Ultimately, Choi’s goal is to see her program emulated in places where there is a need for culturally sensitive healthcare.
“To me, I see the need, and I see the methodology working. We want to package this so we can spread our knowledge much wider,” Choi said.
Several hospitals across the U.S. have contacted Holy Name to look at implementing similar programs.
The University of Chicago’s James Bae created one with Choi's input that works with ethnic communities in the city. Bae used existing resources the university hospital had for its international patients and went into community spaces to inform them of the services available.
“We deal with the most complicated care, and without speaking good English, you could not navigate the system,” he said.
Ming-der Chang, who works at New York-Presbyterian Queens said that when she came to that hospital four years ago, they had some of the same services as Holy Name, but the community didn’t know they existed.
“I went to get guidance and experience from Mrs. Choi about how she had been so successful in the program, and how can we use her experience to help us set up the program here,” Chang said.

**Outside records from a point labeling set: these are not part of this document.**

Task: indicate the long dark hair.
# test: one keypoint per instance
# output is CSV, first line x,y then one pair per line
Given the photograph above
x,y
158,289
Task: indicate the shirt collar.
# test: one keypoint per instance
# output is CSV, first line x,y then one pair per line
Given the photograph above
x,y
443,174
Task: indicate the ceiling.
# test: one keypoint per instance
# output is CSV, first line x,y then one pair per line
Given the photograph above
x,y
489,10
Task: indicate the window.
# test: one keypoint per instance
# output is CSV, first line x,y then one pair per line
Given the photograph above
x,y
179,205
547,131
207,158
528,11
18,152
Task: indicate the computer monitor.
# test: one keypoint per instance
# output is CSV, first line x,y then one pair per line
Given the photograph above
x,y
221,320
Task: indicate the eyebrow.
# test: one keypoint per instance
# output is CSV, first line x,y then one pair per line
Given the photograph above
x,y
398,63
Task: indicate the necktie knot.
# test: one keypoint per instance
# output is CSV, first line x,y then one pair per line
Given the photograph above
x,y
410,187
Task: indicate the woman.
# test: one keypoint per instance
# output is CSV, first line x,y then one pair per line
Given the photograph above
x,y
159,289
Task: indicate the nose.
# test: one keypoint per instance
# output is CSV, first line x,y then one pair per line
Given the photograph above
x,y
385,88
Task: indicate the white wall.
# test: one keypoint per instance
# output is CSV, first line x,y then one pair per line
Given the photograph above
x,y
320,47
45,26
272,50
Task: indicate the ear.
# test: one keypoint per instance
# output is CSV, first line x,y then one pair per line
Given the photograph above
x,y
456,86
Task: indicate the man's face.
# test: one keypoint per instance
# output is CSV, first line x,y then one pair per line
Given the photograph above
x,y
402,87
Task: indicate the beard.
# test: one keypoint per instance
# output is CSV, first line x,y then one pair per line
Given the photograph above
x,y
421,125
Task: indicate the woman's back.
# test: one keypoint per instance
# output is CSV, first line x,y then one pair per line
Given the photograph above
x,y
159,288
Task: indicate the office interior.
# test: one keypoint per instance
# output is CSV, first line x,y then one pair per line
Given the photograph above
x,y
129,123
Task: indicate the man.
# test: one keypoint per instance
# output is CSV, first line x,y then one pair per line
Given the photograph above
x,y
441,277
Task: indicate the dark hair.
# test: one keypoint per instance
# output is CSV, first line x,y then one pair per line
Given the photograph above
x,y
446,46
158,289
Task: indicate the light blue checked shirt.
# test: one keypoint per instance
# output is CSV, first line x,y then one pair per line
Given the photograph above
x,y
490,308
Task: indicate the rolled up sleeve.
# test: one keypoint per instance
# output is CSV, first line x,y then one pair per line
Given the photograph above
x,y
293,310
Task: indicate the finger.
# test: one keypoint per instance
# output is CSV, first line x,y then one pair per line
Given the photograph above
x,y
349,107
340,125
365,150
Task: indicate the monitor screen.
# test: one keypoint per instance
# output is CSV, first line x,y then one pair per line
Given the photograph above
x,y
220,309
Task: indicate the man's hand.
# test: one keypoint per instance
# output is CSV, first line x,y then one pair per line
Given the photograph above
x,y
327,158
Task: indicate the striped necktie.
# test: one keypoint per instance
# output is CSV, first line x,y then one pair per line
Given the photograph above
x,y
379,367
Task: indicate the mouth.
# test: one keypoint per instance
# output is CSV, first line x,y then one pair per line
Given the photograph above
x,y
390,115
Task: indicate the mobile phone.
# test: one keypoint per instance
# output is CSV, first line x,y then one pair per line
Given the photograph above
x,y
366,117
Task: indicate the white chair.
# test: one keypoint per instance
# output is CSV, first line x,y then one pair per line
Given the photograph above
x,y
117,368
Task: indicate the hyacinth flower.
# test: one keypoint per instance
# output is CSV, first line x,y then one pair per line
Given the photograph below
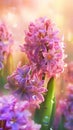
x,y
15,115
44,47
64,111
45,50
26,86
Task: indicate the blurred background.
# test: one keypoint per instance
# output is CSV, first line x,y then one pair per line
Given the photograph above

Dr. Yanghee Woo, the current president of the Korean American Graduate Medical Association and a surgeon scientist doctor at City of Hope, described Choi as a beacon in the field of culturally sensitive care.
“She was able to come up with a plan that is not just service, but also financially stable,” she said.

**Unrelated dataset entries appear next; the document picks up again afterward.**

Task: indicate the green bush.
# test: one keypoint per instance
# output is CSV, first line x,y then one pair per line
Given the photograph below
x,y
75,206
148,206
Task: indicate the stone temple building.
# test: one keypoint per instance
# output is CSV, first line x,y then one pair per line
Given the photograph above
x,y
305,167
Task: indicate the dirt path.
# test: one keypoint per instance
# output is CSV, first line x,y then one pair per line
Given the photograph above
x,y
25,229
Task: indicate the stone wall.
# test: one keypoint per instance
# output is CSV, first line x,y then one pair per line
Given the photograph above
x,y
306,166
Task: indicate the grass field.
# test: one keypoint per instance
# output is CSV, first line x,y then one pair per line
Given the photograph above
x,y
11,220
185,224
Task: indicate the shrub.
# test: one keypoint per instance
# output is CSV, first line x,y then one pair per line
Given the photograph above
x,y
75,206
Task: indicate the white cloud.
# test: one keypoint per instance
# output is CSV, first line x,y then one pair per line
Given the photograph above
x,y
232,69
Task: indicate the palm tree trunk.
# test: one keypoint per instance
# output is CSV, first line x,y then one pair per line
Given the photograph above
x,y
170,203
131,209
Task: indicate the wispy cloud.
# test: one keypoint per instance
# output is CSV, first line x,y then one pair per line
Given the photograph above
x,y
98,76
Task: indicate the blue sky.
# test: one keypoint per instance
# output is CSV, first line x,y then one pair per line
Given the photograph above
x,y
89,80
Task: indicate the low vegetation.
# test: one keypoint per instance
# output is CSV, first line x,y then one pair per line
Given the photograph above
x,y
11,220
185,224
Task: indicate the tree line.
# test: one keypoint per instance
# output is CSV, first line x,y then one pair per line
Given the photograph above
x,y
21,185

But, Woo added, it’s important to note that the Asian Health Services program is not directly translatable to every state and hospital, because each area has their own needs.

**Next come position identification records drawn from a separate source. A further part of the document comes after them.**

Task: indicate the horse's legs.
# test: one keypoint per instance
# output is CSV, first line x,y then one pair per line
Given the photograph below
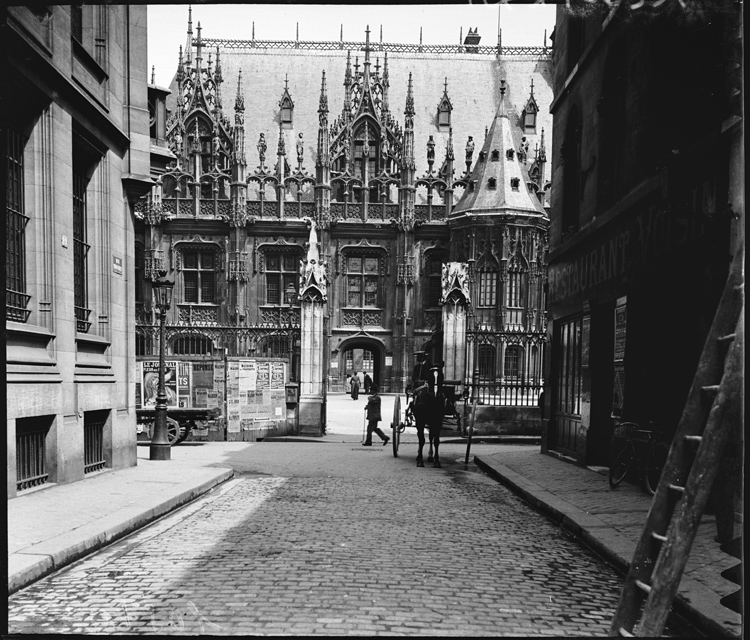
x,y
436,437
420,435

Holy Name Medical Center president and CEO Michael Maron said he hopes people see their program is more than just a marketing campaign and that it’s ingrained in the culture of the hospital.
We deal with the most complicated care, and without speaking good English, you could not navigate the system.
“You can’t just hire a few Asians and put them in an office and say 'I have an Asian health program.' The entire organization, everybody has to embrace it, and support it, and understand what’s going on,” Maron said.
Since starting the initiative, Holy Name has also added Hispanic and Jewish-serving programs. Eventually, Choi and the Holy Name Medical Center team want to build a robust understanding of what culturally sensitive care looks like for its full staff.
To do so, they have developed a pilot training program that would teach every employee — from ER doctors to the parking attendants — how to provide culturally sensitive care.
The training consists of educating the staff about knowledge like red being a symbol of death in Korean culture, so one should not use red pen on their medical charts, or that a large number of immigrants from Asian countries may not be accustomed to paying for health care services that had been free in their home countries.
“Everybody has a culture,” Choi said, “the subgroups will continue, but we’re also focused on a broader program.”